''Sonunda biz cahillerden ve zalimlerden olduk.'' diyen
Dilipak, ''Sonuçta, Allah da cahil ve zalimlere yardım etmiyor işte.
İşlerimizi sarp dağlara sardırıyor ve üstümüze pislik yağdırıyor. Biz hep
başkalarını eleştiriyor, başkalarına söylediklerimiz konusunda kendi nefsimizi
hesaba çekmiyoruz. O Allah ise, biz kendimizi değiştirmeden yardımının bize
ulaşmayacağını söylüyor. Biz ise kendimizi değiştirmek konusunda inatla
direniyoruz. Hani işi ehline verecektik, yalan söylemeyecektik, kamu malına el
uzatmayacaktık, adaletten sapmayacaktık. Ne oldu! Böyle yaparsanız, Allah’ın
gazabı yakın denmedi mi bize, zalimlere yardım eder, onlarla beraber olursanız,
onları yakan ateşin bize de dokunacağı, Allah’ın o zalimleri bizim başımıza
bela edeceği haber verilmedi mi bize." ifadelerini kullandı.
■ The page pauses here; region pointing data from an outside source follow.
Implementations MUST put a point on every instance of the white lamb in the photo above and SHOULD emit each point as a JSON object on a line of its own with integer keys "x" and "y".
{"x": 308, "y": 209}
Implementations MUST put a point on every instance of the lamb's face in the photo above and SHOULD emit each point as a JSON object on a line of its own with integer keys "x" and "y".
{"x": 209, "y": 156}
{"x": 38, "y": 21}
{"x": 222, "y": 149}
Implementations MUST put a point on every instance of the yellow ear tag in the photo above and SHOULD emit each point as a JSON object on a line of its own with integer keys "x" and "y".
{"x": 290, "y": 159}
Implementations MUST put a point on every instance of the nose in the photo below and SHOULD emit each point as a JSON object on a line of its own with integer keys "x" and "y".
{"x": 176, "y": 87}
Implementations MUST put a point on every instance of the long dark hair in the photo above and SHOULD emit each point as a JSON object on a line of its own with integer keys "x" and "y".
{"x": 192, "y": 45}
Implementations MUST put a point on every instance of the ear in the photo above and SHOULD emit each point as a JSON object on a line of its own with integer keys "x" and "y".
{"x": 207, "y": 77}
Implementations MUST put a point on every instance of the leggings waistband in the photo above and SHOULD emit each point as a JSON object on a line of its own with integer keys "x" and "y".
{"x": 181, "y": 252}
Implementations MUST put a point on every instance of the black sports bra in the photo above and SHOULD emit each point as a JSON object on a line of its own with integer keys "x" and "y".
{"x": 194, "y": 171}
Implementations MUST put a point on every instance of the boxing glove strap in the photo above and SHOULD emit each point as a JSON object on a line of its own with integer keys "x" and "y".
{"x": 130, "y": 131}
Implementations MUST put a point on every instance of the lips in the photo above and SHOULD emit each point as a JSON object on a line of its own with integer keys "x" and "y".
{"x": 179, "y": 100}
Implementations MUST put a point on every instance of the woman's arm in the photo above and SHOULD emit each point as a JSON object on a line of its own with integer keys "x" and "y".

''Para ve makam bizi bozdu'' diyerek özeleştiride bulunan
Dilipak yazısının devamında şu ifadeleri kullandı:
"Halbuki, ne güzel hayallerimiz vardı. Dün dinimiz
uğruna direniyorduk, yardımlaşıyorduk. Para ve makam bizi bozdu. Şöhret bizi
bozdu. Daha doğrusu bunlar bizi bozmadı. Bunlara sahip olunca, içimizde
gizlediğimiz Şeytani sapkınlıklarımız gün yüzüne çıktı. Fuhşiyata dalanlarımız,
kumar oynayanlarımız, heva, heves, oyun ve eğlence peşinde, malayani işlerle
ömür tüketenlerimiz çoğaldı. Kimileri meğer ötekileri kıskanıyormuş. Onların
bazıları mal ve makam için kavga ediyormuş ve bu gayelerine ulaşmak için dini
basamak yapıyormuş.
Bana göre, bugün paramız ve gücümüz aklımızın ve imanımızın
önüne geçti. Gücümüze, servetimize aklımız ve imanımız değil, aklımız ve
imanımıza gücümüz ve servetimiz, güç ve servet sahipleri yön vermeye çalışıyor.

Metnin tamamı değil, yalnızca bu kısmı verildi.